Personal information
- Born: July 7, 1970 (age 56) Georgetown, Guyana
- Listed height: 6 ft 6 in (1.98 m)

Career information
- High school: Solebury School (Solebury Township, Pennsylvania)
- College: American (1989–1993)
- NBA draft: 1993: undrafted
- Playing career: 1993–1998
- Position: Small forward

Career highlights
- CAA Player of the Year (1993); 3× CAA All-Defensive Team (1991–1993); 3× First-team All-CAA (1991–1993); CAA All-Rookie Team (1990);

= Brian Gilgeous =

American basketball player (born 1970)

R. Brian Gilgeous (born July 7, 1970) is an American former professional basketball player for Angers BC 49 in France's Ligue Nationale de Basketball. A native of Brooklyn, New York, Gilgeous is best known for his college career at American University between 1989–90 and 1992–93. He led the team in scoring in each of his final three seasons as an Eagle, including a career-best 22.7 points per game as a senior.

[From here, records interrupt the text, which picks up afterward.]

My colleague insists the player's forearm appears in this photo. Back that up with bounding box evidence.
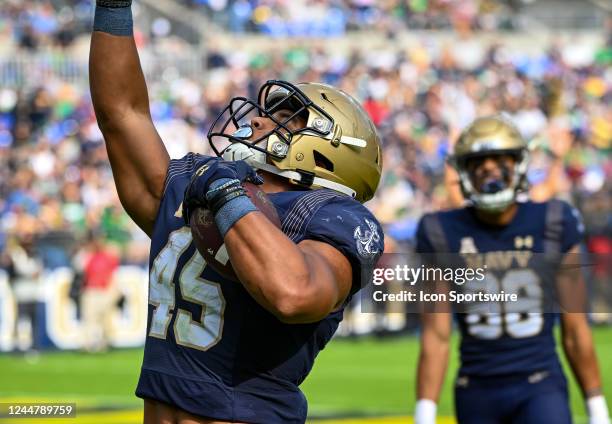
[563,331,603,396]
[89,3,150,129]
[225,213,337,323]
[416,341,449,401]
[563,334,610,422]
[88,0,169,236]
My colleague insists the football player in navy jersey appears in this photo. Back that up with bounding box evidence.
[89,2,383,423]
[414,116,610,424]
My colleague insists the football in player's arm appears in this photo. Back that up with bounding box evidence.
[90,2,384,423]
[414,116,610,424]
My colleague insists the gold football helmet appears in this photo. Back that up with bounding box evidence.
[208,80,382,203]
[449,115,530,212]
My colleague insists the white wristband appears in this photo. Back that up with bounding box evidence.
[415,398,437,424]
[587,395,611,424]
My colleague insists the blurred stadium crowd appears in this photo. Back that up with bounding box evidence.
[0,0,92,51]
[0,1,610,341]
[0,0,594,49]
[0,0,526,46]
[180,0,520,36]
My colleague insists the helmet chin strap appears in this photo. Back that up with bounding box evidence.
[222,142,356,198]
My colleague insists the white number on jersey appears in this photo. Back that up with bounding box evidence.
[149,227,225,351]
[465,269,543,340]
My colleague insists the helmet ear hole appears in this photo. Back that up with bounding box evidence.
[313,150,334,172]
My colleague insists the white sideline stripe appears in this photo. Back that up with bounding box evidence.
[215,244,230,265]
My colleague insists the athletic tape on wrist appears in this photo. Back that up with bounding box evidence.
[414,399,437,424]
[206,178,256,236]
[93,5,133,36]
[587,395,610,420]
[214,195,257,237]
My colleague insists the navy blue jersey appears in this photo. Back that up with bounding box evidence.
[416,200,582,377]
[136,153,384,423]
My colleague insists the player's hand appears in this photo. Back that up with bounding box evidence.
[182,158,262,225]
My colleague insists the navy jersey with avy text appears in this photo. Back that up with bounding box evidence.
[416,200,582,378]
[135,153,384,423]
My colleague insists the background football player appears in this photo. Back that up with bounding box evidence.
[89,1,384,423]
[413,116,610,424]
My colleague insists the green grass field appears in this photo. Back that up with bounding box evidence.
[0,327,611,423]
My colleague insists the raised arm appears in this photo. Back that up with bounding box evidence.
[89,1,169,236]
[530,128,571,202]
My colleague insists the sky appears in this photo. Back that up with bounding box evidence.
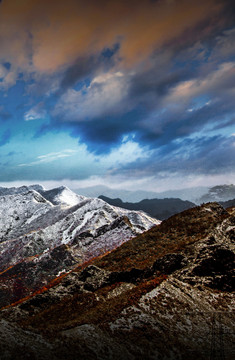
[0,0,234,192]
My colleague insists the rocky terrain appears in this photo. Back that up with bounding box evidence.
[0,199,234,359]
[0,185,159,308]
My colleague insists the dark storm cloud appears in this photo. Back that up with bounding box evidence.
[69,108,145,154]
[128,58,188,100]
[156,99,234,145]
[50,53,235,154]
[60,45,120,92]
[46,9,234,154]
[8,0,232,181]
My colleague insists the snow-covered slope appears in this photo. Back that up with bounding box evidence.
[0,190,54,242]
[0,185,160,305]
[38,186,86,206]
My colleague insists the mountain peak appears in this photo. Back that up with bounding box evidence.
[38,186,86,206]
[0,184,159,309]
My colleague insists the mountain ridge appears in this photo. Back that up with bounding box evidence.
[98,195,196,220]
[1,201,234,359]
[0,185,159,308]
[74,183,235,204]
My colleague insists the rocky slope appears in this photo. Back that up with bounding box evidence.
[0,202,234,359]
[0,185,159,308]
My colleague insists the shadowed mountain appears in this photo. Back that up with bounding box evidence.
[98,195,196,220]
[75,185,208,203]
[220,198,235,208]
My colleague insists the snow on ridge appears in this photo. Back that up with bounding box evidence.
[0,184,45,196]
[39,186,86,207]
[0,184,160,273]
[0,184,86,207]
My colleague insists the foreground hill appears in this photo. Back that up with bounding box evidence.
[0,185,159,308]
[0,202,234,359]
[99,195,196,220]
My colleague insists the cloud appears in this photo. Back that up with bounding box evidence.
[0,63,18,90]
[59,46,120,93]
[211,28,235,60]
[163,62,235,109]
[18,149,77,167]
[113,135,235,183]
[0,0,232,94]
[101,137,151,167]
[53,71,129,122]
[0,0,234,188]
[24,102,47,121]
[1,170,235,194]
[0,0,226,74]
[50,58,235,153]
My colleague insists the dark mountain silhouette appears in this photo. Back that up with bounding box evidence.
[220,198,235,208]
[98,195,196,220]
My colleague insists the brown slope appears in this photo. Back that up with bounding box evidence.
[94,202,229,271]
[6,202,230,324]
[1,202,234,360]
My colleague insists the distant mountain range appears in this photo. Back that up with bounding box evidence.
[99,195,196,220]
[220,198,235,208]
[198,184,235,203]
[74,184,208,203]
[75,183,235,204]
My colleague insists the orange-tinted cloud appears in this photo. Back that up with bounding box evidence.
[0,0,224,74]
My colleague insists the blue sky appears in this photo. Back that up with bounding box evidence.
[0,0,234,192]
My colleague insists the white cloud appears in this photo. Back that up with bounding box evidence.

That year he was named the Colonial Athletic Association Player of the Year—the only player from American to be named as such—and through 2010–11 is just one of nine CAA men's basketball players to record 2,000+ points (2,013). He garnered three All-CAA First Team and All-Defensive Team selections as well.

Gilgeous' professional career spanned from 1993 until 1998, all overseas, and since then has worked in the Washington, D.C. area. He was inducted into the American University Athletic Hall of Fame and was part of the CAA's 25th Anniversary all-time team in 2009, which honored the greatest 25 men's basketball players in the conference's history through its first 25 years.